En août dernier, j’ai participé à un cours de chant grégorien dans le cadre de la Semaine d’Études Grégoriennes, organisée par l’Abbaye bénédictine de la Sainte-Croix de la Vallée des Déchus. Cet événement, qui célèbre ses 45 ans cette année, s’est déroulé avec la participation des moines de l’abbaye, ainsi que des professeurs et membres de l’AHisECGre (Association Hispanique pour l’Étude du Chant Grégorien). Neumz, le sponsor de cette semaine d’études, a mis à disposition son application, utilisée comme outil pédagogique pour l’apprentissage de la psalmodie au niveau débutant. Pour moi, le chant grégorien était un univers encore nouveau, et cette application s’est révélée très précieuse dans mon initiation.
Mon inscription à ce cours a été motivée par une réflexion personnelle : après avoir ressenti, en tant que musicien liturgique, que la liturgie contemporaine manquait parfois d’universalité, de la sainteté et de la beauté évoquées par le Pape Pie X dans son Motu Proprio Tra le Sollecitudini, j’ai décidé de franchir le pas. Bien que musicien liturgique depuis près de 30 ans, je possédais peu de connaissances sur le chant grégorien, ayant rarement été exposé à ce répertoire, ni dans ma paroisse, ni à l’université. Ce cours est devenu l’une des expériences les plus enrichissantes et éclairantes de ma vie de ministre de la musique.
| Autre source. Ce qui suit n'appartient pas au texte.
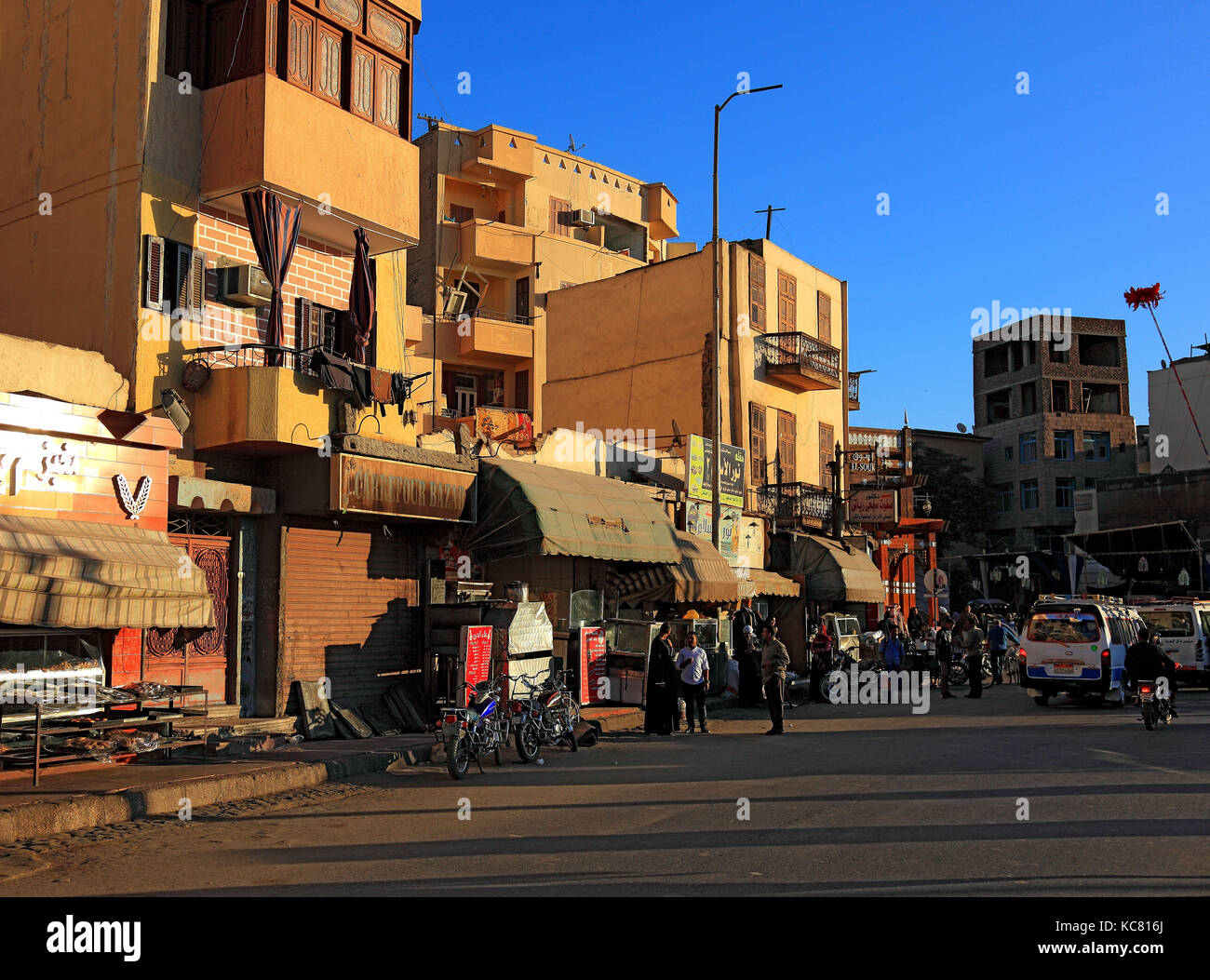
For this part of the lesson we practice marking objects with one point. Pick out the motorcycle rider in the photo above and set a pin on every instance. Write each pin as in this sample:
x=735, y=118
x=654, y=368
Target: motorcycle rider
x=1145, y=661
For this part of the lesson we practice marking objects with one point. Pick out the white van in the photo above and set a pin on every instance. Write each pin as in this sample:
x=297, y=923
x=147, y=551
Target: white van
x=1077, y=645
x=1181, y=628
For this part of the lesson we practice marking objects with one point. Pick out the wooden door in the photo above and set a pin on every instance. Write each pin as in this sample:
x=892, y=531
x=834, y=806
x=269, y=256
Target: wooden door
x=205, y=660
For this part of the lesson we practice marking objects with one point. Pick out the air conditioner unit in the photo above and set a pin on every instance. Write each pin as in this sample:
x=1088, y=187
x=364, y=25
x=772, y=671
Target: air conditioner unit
x=243, y=286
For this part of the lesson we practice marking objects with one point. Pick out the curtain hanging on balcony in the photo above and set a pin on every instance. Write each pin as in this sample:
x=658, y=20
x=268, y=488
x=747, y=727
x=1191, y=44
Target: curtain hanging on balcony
x=274, y=229
x=362, y=291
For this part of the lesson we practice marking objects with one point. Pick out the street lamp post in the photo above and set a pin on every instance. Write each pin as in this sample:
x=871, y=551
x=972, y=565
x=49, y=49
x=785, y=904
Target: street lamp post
x=717, y=387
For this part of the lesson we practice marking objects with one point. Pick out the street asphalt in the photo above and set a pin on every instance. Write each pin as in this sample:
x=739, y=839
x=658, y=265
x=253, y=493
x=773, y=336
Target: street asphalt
x=852, y=799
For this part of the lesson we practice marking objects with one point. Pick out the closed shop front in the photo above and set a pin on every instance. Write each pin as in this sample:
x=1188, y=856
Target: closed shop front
x=350, y=608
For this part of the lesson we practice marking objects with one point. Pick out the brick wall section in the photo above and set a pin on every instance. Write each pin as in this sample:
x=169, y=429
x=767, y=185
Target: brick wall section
x=1001, y=472
x=318, y=273
x=126, y=657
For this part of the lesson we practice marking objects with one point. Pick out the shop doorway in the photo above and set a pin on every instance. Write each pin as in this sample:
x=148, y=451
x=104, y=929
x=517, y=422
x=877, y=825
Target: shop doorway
x=202, y=661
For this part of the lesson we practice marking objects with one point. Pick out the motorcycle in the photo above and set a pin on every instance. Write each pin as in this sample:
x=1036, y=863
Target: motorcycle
x=547, y=717
x=1154, y=708
x=475, y=731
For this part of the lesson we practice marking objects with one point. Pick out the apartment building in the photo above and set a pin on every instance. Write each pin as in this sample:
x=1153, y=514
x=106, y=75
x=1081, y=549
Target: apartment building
x=506, y=222
x=148, y=125
x=1055, y=407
En tant que débutant, mes camarades et moi avons bénéficié d’un enseignement rigoureux et complet. Nous avons abordé des domaines variés tels que l’introduction à la notation et à l’interprétation neumatique, la liturgie, la spiritualité, la psalmodie, la sémiologie, et l’analyse musicale du chant grégorien. Ces cours étaient accompagnés de répétitions pour la messe quotidienne et les vêpres. Cette année, nous avons eu la chance d’être encadrés par des professeurs remarquables tels que Santos Carmelo Santamaría, Manuel Alberto Díaz-Blanco, Vicente Urones, Frère Javier Martín, Frère Juan Pablo Rubio, Susi Ferfoglia, et Frère José Ignacio González. Leurs enseignements allaient bien au-delà de la théorie musicale : ils nous ont transmis des leçons profondes sur l’offrande à Dieu des fruits de nos études et sur la mise en pratique de nos connaissances au service de la liturgie.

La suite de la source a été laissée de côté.